# Finding a derivative by definition

• Nov 10th 2009, 07:14 AM
Em Yeu Anh
Finding a derivative by definition
(Happy) First of all, hi everyone, I'm new to this forum

I'll cut to the chase. Q: Let $\displaystyle f(x) = \frac{1}{\sqrt{x}} + 2x^2, x>0$. Find f'(x) using the definition of the derivative.

$\displaystyle f'(x) = \lim_{h\to0}\frac{f(x+h)-f(x)}{h}= \lim_{h\to0}\frac{\frac{1}{\sqrt{x+h}}+2(x+h)^2 -\frac{1}{\sqrt{x}}-2x^2}{h}$ Clueless on how to simplify this.
• Nov 10th 2009, 08:09 AM
stapel
Are you allowed to break this apart into two limits?

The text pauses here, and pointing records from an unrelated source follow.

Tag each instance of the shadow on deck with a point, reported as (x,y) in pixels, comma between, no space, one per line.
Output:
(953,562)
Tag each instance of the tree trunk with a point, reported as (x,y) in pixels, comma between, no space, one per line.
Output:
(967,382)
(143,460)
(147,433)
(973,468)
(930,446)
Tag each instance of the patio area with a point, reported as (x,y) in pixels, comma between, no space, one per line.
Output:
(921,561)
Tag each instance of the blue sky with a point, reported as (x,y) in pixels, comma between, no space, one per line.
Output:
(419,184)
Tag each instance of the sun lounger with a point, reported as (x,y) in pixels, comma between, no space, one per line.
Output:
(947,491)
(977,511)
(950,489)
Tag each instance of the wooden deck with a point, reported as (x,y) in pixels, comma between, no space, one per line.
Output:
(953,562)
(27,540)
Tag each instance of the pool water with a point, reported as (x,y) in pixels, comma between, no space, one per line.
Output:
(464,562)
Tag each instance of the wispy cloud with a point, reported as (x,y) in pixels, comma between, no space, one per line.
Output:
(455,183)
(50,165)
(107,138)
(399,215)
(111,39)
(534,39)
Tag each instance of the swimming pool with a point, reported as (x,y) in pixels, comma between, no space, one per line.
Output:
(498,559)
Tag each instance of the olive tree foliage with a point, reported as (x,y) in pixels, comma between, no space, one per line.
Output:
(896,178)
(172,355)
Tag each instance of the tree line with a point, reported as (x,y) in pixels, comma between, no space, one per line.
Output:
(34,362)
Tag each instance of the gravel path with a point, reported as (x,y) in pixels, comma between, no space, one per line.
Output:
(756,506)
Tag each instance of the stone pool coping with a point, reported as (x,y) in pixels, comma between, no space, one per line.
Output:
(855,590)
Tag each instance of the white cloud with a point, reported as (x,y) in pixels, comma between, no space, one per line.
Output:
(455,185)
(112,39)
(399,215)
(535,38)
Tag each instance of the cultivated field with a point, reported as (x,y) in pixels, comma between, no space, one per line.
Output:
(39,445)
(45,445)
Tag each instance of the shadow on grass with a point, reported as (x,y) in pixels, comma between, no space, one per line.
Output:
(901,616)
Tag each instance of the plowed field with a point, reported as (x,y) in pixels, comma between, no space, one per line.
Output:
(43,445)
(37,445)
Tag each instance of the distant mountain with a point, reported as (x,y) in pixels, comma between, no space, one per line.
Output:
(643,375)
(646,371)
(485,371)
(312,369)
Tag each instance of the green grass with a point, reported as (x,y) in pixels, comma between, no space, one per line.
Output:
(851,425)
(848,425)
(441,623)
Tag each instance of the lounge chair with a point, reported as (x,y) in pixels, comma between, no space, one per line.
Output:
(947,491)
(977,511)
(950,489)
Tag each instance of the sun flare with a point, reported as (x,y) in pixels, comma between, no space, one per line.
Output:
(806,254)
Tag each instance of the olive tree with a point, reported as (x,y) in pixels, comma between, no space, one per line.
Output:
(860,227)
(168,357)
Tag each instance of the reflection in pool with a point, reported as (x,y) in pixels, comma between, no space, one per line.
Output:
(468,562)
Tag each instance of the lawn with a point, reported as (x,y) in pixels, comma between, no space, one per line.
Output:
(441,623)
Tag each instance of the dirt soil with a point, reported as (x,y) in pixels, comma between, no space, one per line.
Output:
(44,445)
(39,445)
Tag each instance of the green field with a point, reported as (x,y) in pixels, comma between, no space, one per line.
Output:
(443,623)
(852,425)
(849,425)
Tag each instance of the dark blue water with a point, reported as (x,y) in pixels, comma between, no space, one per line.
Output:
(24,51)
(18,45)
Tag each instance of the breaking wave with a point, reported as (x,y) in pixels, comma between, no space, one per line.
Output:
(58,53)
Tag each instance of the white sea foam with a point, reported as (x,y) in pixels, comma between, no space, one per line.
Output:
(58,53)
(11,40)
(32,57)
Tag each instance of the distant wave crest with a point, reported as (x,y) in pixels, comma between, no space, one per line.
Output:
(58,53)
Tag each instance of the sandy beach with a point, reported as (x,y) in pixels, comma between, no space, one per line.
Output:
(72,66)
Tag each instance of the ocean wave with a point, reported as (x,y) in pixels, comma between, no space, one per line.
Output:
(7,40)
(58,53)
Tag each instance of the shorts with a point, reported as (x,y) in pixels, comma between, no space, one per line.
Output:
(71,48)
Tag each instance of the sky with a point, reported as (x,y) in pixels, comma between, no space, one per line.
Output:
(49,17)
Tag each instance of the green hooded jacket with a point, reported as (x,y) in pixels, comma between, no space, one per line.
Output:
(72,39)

You've got f(x) = g(x) + h(x), for g(x) = 1/sqrt[x] and h(x) = 2x^2. The h(x) limit is easy, and the g(x) limit isn't that hard, once it's pulled aside and you apply the conjugate (a trick you'll want to keep in mind for the next test):

$\displaystyle \frac{g(x\, +\, h)\, -\, g(x)}{h}\, =\, \frac{\frac{1}{\sqrt{x\, +\, h}}\, -\, \frac{1}{\sqrt{x}}}{h}$

$\displaystyle =\, \frac{\left(\frac{\sqrt{x}\, -\, \sqrt{x\, +\, h}}{\sqrt{x}\sqrt{x\, +\, h}}\right)}{h}\, =\, \frac{\sqrt{x}\, -\, \sqrt{x\, +\, h}}{\sqrt{x}\sqrt{x\, +\, h}(h)}$

$\displaystyle =\, \left(\frac{\sqrt{x}\, -\, \sqrt{x\, +\, h}}{\sqrt{x}\sqrt{x\, +\, h}(h)}\right)\left(\frac{\sqrt{x}\, +\, \sqrt{x\, +\, h}}{\sqrt{x}\, +\, \sqrt{x\, +\, h}}\right)$

$\displaystyle =\, \frac{x\, -\, (x\, +\, h)}{\sqrt{x}\sqrt{x\, +\, h}(h)\left(\sqrt{x}\, +\, \sqrt{x\, +\, h}\right)}$

$\displaystyle =\, \frac{-1}{\sqrt{x}\sqrt{x\, +\, h}\left(\sqrt{x}\, +\, \sqrt{x\, +\, h}\right)}$

Now take the limit. (Wink)